Artikel 5
1 De artikelen 2 tot en met 4 zijn uitsluitend van toepassing tussen de volgende partijen:
a. een leverancier met een jaarlijkse omzet van ten hoogste € 2.000.000,– en een afnemer met een jaarlijkse omzet van meer dan € 2.000.000,–;
b. een leverancier met een jaarlijkse omzet van meer dan € 2.000.000,– en ten hoogste € 10.000.000,– en een afnemer met een jaarlijkse omzet van meer dan € 10.000.000,–;
c. een leverancier met een jaarlijkse omzet van meer dan € 10.000.000,– en ten hoogste € 50.000.000,– en een afnemer met een jaarlijkse omzet van meer dan € 50.000.000,–;
d. een leverancier met een jaarlijkse omzet van meer dan € 50.000.000,– en ten hoogste € 150.000.000,– en een afnemer met een jaarlijkse omzet van meer dan € 150.000.000,–;
e. een leverancier met een jaarlijkse omzet van meer dan € 150.000.000 en ten hoogste € 350.000.000,– en een afnemer met een jaarlijkse omzet van meer dan € 350.000.000,–;
f. een leverancier met een jaarlijkse omzet van ten hoogste € 350.000.000,– en een afnemer die een overheidsinstantie is.

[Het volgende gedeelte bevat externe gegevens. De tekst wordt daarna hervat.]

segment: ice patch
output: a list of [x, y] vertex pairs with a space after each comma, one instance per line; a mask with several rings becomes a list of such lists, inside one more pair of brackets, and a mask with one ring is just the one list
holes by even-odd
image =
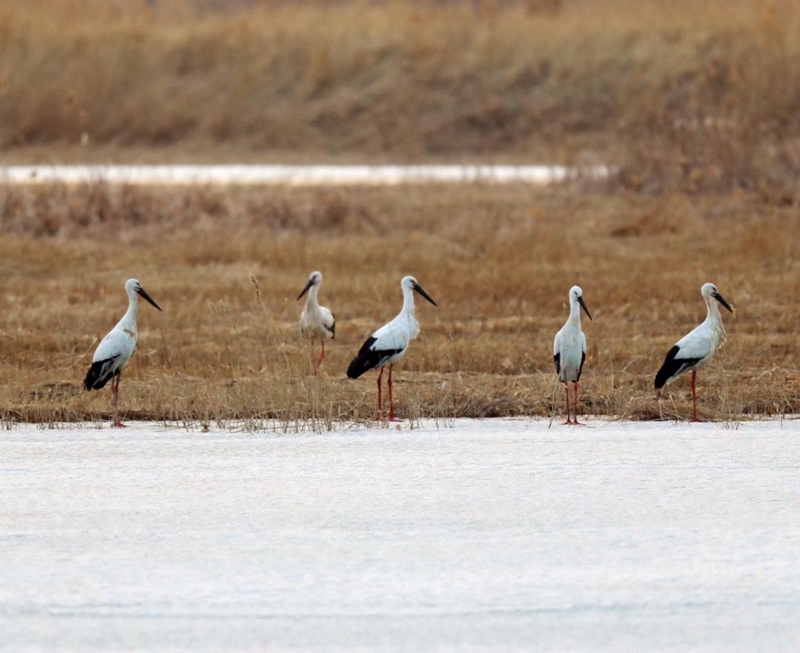
[[800, 421], [589, 424], [2, 431], [0, 649], [797, 650]]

2 De in het eerste lid bedoelde omzet wordt begrepen overeenkomstig de bijlage bij Aanbeveling 2003/361/EG van de Commissie van 6 mei 2003 betreffende de definitie van kleine, middelgrote en micro-ondernemingen (PB L 124).
3 De artikelen 2 tot en met 4 zijn bepalingen van bijzonder dwingend recht als bedoeld in artikel 9 van verordening (EG) nr. 593/2008 van het Europees Parlement en de Raad van 17 juni 2008 inzake het recht dat van toepassing is op verbintenissen uit overeenkomst (PbEU 2008, L 177).